# NER, Sentiment Analysis, and Topic Models

### NER

In [None]:
# importing the spaCy library into Python
import spacy

# loading a small language model for English; assign the result under 'nlp'
nlp = spacy.load('en_core_web_sm')

In [None]:
# let's again load our text
with open('data/am_i_the_asshole_example.txt', 'r', encoding='UTF-8') as f:
    text = f.read()

doc = nlp(text)

In [None]:
for ent in doc.ents:
    print(ent.text,ent.label_)

In [None]:
spacy.explain('NORP')

If you need to adapt your NER model, check it out [here](https://spacy.io/api/entityrecognizer) for more info

### Sentiment Analysis

With spaCy and TextBlob.

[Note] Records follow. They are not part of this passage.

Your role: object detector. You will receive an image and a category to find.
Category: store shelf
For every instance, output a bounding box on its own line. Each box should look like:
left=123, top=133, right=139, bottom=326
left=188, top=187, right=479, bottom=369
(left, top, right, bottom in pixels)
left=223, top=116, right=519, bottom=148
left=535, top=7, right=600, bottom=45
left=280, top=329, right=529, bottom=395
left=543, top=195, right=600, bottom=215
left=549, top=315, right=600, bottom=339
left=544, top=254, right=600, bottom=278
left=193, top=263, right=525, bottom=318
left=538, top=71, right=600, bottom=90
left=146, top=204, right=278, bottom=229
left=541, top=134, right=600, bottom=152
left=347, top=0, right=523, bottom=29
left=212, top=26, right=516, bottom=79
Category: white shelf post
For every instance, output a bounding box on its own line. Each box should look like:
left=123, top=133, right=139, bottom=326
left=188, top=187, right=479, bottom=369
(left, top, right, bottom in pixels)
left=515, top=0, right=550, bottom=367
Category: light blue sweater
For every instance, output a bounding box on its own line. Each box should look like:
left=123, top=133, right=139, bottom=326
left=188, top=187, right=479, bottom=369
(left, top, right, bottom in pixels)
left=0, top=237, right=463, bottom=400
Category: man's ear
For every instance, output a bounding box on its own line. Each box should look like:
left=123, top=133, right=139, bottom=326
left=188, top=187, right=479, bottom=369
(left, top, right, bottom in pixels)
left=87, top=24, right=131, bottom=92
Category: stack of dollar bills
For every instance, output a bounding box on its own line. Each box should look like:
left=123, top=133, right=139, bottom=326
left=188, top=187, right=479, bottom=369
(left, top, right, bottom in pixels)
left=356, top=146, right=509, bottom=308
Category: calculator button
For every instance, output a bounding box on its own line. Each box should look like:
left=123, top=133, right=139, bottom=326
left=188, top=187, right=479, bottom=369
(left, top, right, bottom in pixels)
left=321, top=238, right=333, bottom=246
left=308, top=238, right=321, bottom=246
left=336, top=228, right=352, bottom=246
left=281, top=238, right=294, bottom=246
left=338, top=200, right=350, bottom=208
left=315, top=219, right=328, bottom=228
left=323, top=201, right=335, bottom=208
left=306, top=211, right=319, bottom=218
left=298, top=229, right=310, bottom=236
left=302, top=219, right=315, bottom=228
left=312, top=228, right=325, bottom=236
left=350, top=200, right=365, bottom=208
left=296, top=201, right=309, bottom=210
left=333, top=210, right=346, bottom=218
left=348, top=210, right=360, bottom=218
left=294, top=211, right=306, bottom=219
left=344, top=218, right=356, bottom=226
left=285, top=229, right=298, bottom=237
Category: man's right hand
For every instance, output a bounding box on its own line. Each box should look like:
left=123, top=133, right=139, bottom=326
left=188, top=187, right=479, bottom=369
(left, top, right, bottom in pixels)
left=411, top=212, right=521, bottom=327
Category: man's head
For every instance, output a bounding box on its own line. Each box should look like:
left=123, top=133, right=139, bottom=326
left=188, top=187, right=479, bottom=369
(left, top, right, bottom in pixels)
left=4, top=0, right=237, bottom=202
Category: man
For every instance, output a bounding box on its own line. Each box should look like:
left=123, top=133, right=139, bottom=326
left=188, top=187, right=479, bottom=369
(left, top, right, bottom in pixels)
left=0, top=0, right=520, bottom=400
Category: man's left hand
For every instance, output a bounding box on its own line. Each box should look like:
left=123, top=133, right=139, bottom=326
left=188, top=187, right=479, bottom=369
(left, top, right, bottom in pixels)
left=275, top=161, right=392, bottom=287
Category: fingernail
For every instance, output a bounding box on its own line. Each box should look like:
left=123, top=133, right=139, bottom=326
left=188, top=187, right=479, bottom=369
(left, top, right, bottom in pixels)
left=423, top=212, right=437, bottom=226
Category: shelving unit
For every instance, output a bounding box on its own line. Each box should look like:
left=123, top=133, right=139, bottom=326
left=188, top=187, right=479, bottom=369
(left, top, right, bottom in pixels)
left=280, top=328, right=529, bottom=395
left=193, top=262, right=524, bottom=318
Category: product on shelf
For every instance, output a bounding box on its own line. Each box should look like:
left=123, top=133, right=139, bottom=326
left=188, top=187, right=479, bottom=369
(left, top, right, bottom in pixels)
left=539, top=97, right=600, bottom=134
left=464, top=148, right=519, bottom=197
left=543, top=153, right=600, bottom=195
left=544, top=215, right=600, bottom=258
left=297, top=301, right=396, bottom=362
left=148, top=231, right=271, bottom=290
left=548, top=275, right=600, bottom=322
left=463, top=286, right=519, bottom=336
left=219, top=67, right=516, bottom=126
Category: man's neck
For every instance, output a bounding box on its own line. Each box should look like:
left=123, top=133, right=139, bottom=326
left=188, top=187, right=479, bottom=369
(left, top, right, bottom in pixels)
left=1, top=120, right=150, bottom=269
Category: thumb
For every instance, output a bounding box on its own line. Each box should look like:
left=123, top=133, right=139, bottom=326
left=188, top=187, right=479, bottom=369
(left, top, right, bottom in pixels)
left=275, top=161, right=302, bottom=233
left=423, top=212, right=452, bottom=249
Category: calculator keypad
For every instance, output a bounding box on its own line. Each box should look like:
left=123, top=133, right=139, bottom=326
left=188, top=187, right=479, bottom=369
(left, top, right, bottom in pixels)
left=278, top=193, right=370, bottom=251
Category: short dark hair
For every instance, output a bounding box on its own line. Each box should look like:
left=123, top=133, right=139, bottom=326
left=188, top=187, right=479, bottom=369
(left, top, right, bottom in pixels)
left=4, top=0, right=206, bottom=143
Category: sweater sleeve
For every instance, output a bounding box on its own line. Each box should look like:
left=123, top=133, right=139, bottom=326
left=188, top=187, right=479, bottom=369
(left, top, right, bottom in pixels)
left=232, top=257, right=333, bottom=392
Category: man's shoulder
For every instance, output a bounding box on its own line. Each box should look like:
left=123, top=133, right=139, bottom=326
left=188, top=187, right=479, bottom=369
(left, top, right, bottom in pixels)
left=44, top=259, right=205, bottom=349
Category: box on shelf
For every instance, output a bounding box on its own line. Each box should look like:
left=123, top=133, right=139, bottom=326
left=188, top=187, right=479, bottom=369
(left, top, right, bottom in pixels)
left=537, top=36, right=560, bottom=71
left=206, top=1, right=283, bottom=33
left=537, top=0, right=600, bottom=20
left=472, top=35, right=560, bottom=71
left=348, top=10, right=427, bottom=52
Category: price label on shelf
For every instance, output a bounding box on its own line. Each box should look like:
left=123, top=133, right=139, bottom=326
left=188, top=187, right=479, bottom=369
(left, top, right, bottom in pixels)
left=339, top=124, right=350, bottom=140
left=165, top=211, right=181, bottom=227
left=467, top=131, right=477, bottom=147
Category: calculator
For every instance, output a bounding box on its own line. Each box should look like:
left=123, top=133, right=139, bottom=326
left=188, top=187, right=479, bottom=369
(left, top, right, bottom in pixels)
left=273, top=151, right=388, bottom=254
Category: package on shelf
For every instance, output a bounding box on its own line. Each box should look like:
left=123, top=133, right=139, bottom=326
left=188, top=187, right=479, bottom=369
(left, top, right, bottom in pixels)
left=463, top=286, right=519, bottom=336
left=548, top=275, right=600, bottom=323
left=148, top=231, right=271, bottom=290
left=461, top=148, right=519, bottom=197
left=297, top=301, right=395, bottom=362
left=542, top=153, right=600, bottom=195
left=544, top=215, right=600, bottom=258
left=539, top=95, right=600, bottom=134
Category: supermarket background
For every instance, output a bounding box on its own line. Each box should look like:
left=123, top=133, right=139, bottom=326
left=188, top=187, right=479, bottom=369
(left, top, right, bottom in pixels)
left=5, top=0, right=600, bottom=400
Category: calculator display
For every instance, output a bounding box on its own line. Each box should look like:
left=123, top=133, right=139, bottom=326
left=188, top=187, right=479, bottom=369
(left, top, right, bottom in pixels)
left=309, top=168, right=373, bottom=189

TextBlob is a Lexicon-based sentiment analyzer that contains a dictionary with scores to calculate a sentence's polarity.

In [None]:
# installing spacytextblob
!pip install spacytextblob

In [None]:
# downloading corpora
!python -m textblob.download_corpora

In [None]:
spacy.__version__

In [None]:
# checking the components if the spacy NLP pipeline
nlp.components

In [None]:
from spacytextblob.spacytextblob import SpacyTextBlob 
from textblob import TextBlob
from textblob.sentiments import NaiveBayesAnalyzer

In [None]:
# adding to NLP pipeline
nlp.add_pipe('spacytextblob')

In [None]:
nlp.pipeline

In [None]:
doc = nlp(text.replace('\n',' '))

In [None]:
doc._.polarity

In [None]:
doc._.subjectivity

In [None]:
doc._.assessments

In [None]:
for span in doc.sents:
    print(span.text, span._.polarity)

In [None]:
for span in doc.sents:
    blob = TextBlob(span.text, analyzer=NaiveBayesAnalyzer())
    print(span, blob.sentiment)

### Topic Models

In [None]:
import gensim
import gensim.corpora as corpora
from gensim.models import CoherenceModel
import spacy

import numpy as np
import pandas as pd
import os

In [None]:
# loading the English model
nlp = spacy.load('en_core_web_sm')

# we don't want to split words with apostrophe
nlp.tokenizer.rules = {key: value for key, value in nlp.tokenizer.rules.items() if "'" not in key and "’" not in key and "‘" not in key}

In [None]:
path_to_folder = 'data/topic_models/'

In [None]:
path_to_files=sorted([os.path.join(path_to_folder, f) for f in os.listdir(path_to_folder)])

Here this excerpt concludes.